The backend/frontend split
General Dataflow:
- The frontend interacts with the user to obtain a list of extracted sources with some extra information about the file (estimated scale, etc).
- The backend takes the FITS file (called a job file) and solves the field.
Underneath, the backend pushes some files around, locates some indexes (which the frontend doesn't need to know about), generates some blind input files, maybe launches some blind instances locally or remotely, and collects results after the solve is finished (successfully or not).
Architecture sketch
RPC implementation: the components are:
- web-facing front-end: user interface. Contacts the master node to submit jobs and retrieve results.
- master node: accepts jobs, distributes units of work to service nodes and aggregates results.

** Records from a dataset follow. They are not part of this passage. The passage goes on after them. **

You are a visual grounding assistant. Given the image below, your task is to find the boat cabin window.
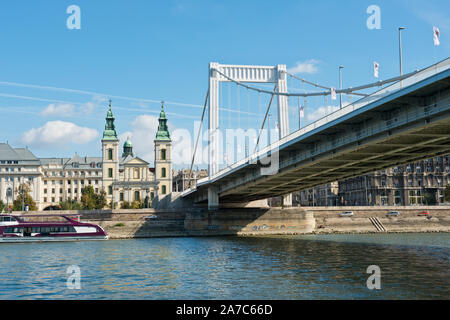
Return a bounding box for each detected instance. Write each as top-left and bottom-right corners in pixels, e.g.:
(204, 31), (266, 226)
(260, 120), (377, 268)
(0, 217), (16, 222)
(32, 226), (76, 233)
(3, 227), (23, 233)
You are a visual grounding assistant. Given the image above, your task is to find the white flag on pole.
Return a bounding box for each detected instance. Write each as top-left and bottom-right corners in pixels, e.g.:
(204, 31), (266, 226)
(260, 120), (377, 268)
(433, 27), (441, 46)
(331, 87), (336, 100)
(373, 61), (380, 78)
(300, 107), (305, 118)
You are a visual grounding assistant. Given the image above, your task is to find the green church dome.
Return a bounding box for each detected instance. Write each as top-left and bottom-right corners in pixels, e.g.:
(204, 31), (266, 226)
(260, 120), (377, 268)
(123, 138), (133, 148)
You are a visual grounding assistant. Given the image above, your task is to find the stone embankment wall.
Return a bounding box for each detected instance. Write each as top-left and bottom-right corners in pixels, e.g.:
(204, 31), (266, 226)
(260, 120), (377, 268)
(14, 208), (315, 239)
(304, 206), (450, 233)
(14, 206), (450, 239)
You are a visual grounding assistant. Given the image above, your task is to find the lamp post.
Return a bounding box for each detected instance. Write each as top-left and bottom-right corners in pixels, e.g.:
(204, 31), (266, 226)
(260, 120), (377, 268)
(339, 66), (344, 109)
(398, 27), (405, 76)
(6, 187), (12, 214)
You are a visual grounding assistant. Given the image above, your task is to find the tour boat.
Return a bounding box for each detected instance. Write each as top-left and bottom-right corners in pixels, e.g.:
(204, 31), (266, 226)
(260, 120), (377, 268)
(0, 215), (108, 243)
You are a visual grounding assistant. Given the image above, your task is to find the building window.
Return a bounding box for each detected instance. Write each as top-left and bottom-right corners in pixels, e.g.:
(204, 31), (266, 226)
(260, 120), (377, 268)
(133, 168), (140, 179)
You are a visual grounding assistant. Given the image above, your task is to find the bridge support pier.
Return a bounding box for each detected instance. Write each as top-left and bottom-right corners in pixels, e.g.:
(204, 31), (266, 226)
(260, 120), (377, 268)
(282, 193), (292, 207)
(208, 186), (219, 210)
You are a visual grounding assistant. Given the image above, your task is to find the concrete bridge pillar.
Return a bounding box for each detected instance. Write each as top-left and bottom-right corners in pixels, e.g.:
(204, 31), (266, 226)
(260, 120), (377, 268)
(208, 186), (219, 210)
(282, 193), (292, 207)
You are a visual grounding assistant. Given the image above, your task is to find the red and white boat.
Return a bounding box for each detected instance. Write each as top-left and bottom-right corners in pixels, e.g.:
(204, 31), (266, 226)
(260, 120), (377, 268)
(0, 215), (108, 243)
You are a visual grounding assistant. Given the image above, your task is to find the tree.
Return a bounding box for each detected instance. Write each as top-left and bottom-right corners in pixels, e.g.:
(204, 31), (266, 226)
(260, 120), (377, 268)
(120, 201), (131, 209)
(131, 201), (144, 209)
(95, 189), (108, 209)
(81, 186), (96, 210)
(81, 186), (107, 210)
(12, 183), (37, 211)
(444, 184), (450, 202)
(423, 192), (436, 205)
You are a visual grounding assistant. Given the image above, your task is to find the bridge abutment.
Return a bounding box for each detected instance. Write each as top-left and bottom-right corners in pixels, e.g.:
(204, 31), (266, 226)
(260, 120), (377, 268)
(208, 186), (219, 210)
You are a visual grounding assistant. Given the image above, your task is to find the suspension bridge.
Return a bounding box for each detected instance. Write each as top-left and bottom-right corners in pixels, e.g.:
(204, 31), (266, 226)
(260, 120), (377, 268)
(180, 58), (450, 210)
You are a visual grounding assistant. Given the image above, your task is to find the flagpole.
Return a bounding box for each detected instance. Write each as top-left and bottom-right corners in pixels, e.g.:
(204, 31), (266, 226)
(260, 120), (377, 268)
(339, 66), (344, 109)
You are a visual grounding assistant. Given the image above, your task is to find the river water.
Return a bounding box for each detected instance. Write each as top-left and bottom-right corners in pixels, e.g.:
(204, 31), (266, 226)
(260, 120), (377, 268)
(0, 233), (450, 299)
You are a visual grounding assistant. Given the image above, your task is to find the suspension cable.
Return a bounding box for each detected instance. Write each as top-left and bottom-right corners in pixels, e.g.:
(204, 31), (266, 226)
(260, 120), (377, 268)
(212, 69), (419, 97)
(253, 83), (278, 153)
(188, 88), (209, 188)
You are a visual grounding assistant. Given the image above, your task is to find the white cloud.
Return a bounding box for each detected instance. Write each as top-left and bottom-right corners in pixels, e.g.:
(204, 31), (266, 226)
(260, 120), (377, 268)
(305, 106), (339, 122)
(287, 59), (319, 74)
(40, 97), (100, 118)
(21, 120), (99, 147)
(41, 103), (75, 117)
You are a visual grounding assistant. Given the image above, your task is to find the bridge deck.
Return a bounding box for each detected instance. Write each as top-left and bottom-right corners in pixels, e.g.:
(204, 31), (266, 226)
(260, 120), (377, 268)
(182, 59), (450, 202)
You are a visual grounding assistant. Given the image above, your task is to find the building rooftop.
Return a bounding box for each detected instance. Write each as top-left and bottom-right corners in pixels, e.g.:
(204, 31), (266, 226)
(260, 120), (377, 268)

- service nodes: perform units of work.
When the user submits a job:
- The web front-end makes an RPC call to the master node, and gets back the job id.
- The master node cuts the job into units of work and distributes them to the service nodes; the job id identifies the job.
- One of the service nodes solves the job; it sends the results (identified by the job id) back to the master.
- The master tells the rest of the service nodes to cancel any work units they have queued that belong to the given job id.
- Meanwhile, the web front-end is polling the master node to get the job status (and results) via RPC calls, using the job id as the key.
PHP implementation: the components are:
- web-facing PHP scripts: user interface. Submits jobs to enqueuer.
- enqueuer: Puts jobs into a queue.
- watcher (dequeuer): Pulls jobs out of the queue and runs them (possibly on a remote compute server) using launch-blind.
- launch-blind: Sets up the environment to run blind.
When the user submits a job:
- The PHP script call augment-xylist to bundle up the user's information with the xylist to create an augmented xylist (axylist).
- The PHP script calls enqueuer to enqueue the job; it gets the job id back as return value.
- (The enqueuer does this by finding a directory (in the right site/epoch/ subdirectory) that doesn't already exist, creating it, and moving the axylist into it. It also adds the ANJOBID header to the axylist.)
- The watcher notices that a new axylist has appeared. It runs launch-blind with the axylist path as argument.
- launch-blind cd's into the axylist's directory, and either runs blind locally, or runs a script to run it remotely.
- Meanwhile, the PHP script retrieves job status and results by calling enqueuer --get <filename>.
The front-end interface
We want to provide a command-line interface that provides a similar user experience to the web site.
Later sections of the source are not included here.